Viviamo nel mondo delle immagini e le immagini hanno sempre un senso. La principale a girare in queste ore è quella della manifestazione di Pisa di ieri al Cnr. con i poliziotti con i manganelli alzati e il manifestante che si tocca la testa sanguinante. Il potere anonimo, in divisa, violento o a seconda delle opinioni autorevole e giustiziatore, e il martire dell’ideale, sanguinante, cristologico. Il bene e il male, l’autorità e la disobbedienza, la vittima e il carnefice. Il Cristo crocifisso sulla croce e il soldato romano che gioca a dadi e infila la lancia nel costato del dio-uomo.
Nella tradizione culturale italiana il martire e il santo hanno una lunga tradizione. Con il risorgere della civiltà urbana e i suoi problemi, alla fine del medioevo, si affermano non solo tendenze culturali pragmatiche e razionali, ma anche nuovi misticismi ultramondani. Il cristianesimo, con la sua mitologia del dio vittima sacrificatosi per noi, è da sempre il serbatoio simbolico della regressione psicologica, e si afferma nella Roma imperiale come simbolo di tale regressione: il corpo simbolo del piacere e della voluttà dei sensi deve venire ferito, vilipeso, martoriato e infine ucciso. La mente calcolatrice e opportunistica deve essere annientata nella fede redentrice ed estasiante.
San Francesco è un primo esempio eclatante di questa nuova attitudine in epoca moderna. Lui non fa come i primi eremiti, un millennio circa prima di lui, che fuggivano nei deserti e si isolavano dal mondo. Lui si straccia le vesti in pubblico, rifiuta il padre e la sua ricchezza in modo teatrale e trova rifugio nella natura circostante la città. E’ l’uomo del non lavoro, della non opera, vive di radici e chiede l’elemosina. Non sa cosa sia il denaro.

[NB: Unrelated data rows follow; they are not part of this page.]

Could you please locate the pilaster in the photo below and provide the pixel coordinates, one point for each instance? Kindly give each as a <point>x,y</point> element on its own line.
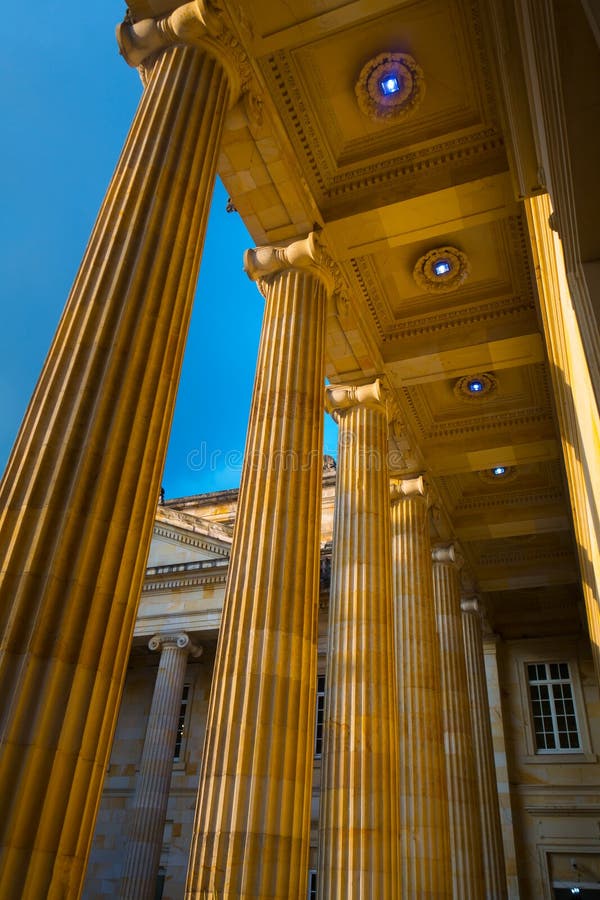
<point>358,852</point>
<point>251,834</point>
<point>465,830</point>
<point>79,494</point>
<point>424,824</point>
<point>483,751</point>
<point>149,808</point>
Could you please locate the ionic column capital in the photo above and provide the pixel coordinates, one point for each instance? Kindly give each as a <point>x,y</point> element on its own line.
<point>413,488</point>
<point>342,397</point>
<point>262,264</point>
<point>179,639</point>
<point>448,554</point>
<point>471,605</point>
<point>197,24</point>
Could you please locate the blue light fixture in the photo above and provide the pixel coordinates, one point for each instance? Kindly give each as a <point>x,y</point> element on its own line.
<point>475,386</point>
<point>441,267</point>
<point>389,85</point>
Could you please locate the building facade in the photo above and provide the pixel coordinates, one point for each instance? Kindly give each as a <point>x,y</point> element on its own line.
<point>545,777</point>
<point>420,180</point>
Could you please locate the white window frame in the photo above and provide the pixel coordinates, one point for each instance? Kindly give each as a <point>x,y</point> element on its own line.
<point>319,707</point>
<point>550,681</point>
<point>185,700</point>
<point>546,652</point>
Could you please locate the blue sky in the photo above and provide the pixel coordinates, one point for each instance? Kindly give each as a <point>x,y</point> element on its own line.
<point>67,103</point>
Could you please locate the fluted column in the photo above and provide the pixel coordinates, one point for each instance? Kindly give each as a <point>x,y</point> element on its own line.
<point>251,833</point>
<point>80,490</point>
<point>424,824</point>
<point>358,849</point>
<point>149,808</point>
<point>465,831</point>
<point>494,871</point>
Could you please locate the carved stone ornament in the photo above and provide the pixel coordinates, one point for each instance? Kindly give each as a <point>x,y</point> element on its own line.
<point>201,24</point>
<point>486,382</point>
<point>264,263</point>
<point>442,269</point>
<point>407,86</point>
<point>408,488</point>
<point>341,397</point>
<point>180,640</point>
<point>492,476</point>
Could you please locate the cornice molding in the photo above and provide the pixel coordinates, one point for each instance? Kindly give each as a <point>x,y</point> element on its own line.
<point>190,540</point>
<point>533,554</point>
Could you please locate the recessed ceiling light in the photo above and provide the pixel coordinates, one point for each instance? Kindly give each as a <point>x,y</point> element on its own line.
<point>442,267</point>
<point>475,386</point>
<point>390,84</point>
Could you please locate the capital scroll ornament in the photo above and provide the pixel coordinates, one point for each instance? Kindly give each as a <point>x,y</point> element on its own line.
<point>261,264</point>
<point>180,640</point>
<point>201,24</point>
<point>341,397</point>
<point>408,488</point>
<point>448,554</point>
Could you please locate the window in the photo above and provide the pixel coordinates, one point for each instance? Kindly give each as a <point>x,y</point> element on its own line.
<point>160,883</point>
<point>553,708</point>
<point>319,716</point>
<point>181,723</point>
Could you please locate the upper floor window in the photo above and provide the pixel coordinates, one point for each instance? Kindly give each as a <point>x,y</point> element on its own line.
<point>553,707</point>
<point>181,722</point>
<point>320,713</point>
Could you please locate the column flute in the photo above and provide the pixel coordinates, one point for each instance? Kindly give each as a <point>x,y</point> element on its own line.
<point>149,807</point>
<point>424,823</point>
<point>80,490</point>
<point>252,827</point>
<point>358,831</point>
<point>465,829</point>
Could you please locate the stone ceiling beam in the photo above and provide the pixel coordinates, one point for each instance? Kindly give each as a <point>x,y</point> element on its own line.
<point>507,353</point>
<point>449,462</point>
<point>424,217</point>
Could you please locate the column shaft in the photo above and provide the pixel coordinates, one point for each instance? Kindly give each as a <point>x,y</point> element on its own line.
<point>358,851</point>
<point>149,808</point>
<point>80,490</point>
<point>491,832</point>
<point>424,825</point>
<point>465,831</point>
<point>251,834</point>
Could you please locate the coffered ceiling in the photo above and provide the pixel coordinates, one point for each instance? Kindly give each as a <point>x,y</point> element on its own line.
<point>383,191</point>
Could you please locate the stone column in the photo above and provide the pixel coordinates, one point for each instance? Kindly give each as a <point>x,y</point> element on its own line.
<point>149,809</point>
<point>358,840</point>
<point>465,830</point>
<point>424,825</point>
<point>494,870</point>
<point>80,490</point>
<point>251,833</point>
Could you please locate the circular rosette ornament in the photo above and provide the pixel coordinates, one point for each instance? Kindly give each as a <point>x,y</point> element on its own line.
<point>390,86</point>
<point>442,269</point>
<point>498,474</point>
<point>472,387</point>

Questa teatralizzazione del dissenso nasce, a mio avviso, come rifiuto della nascente prosaicità del vivere urbano, fatto di lavoro, denaro e rapporti sociali. Come tale vuole suscitare scandalo nella città e fa appello al proselitismo, all’imitazione. Le vicende che portarono all’integrazione della sua dottrina di povertà e asservimento all’ignoranza, qui non ci interessano. Interessante è forse il fatto della creazione di un ordine, una specie di setta riconosciuta dalla chiesa ufficiale, in cui l’eresia veniva accettata e integrata.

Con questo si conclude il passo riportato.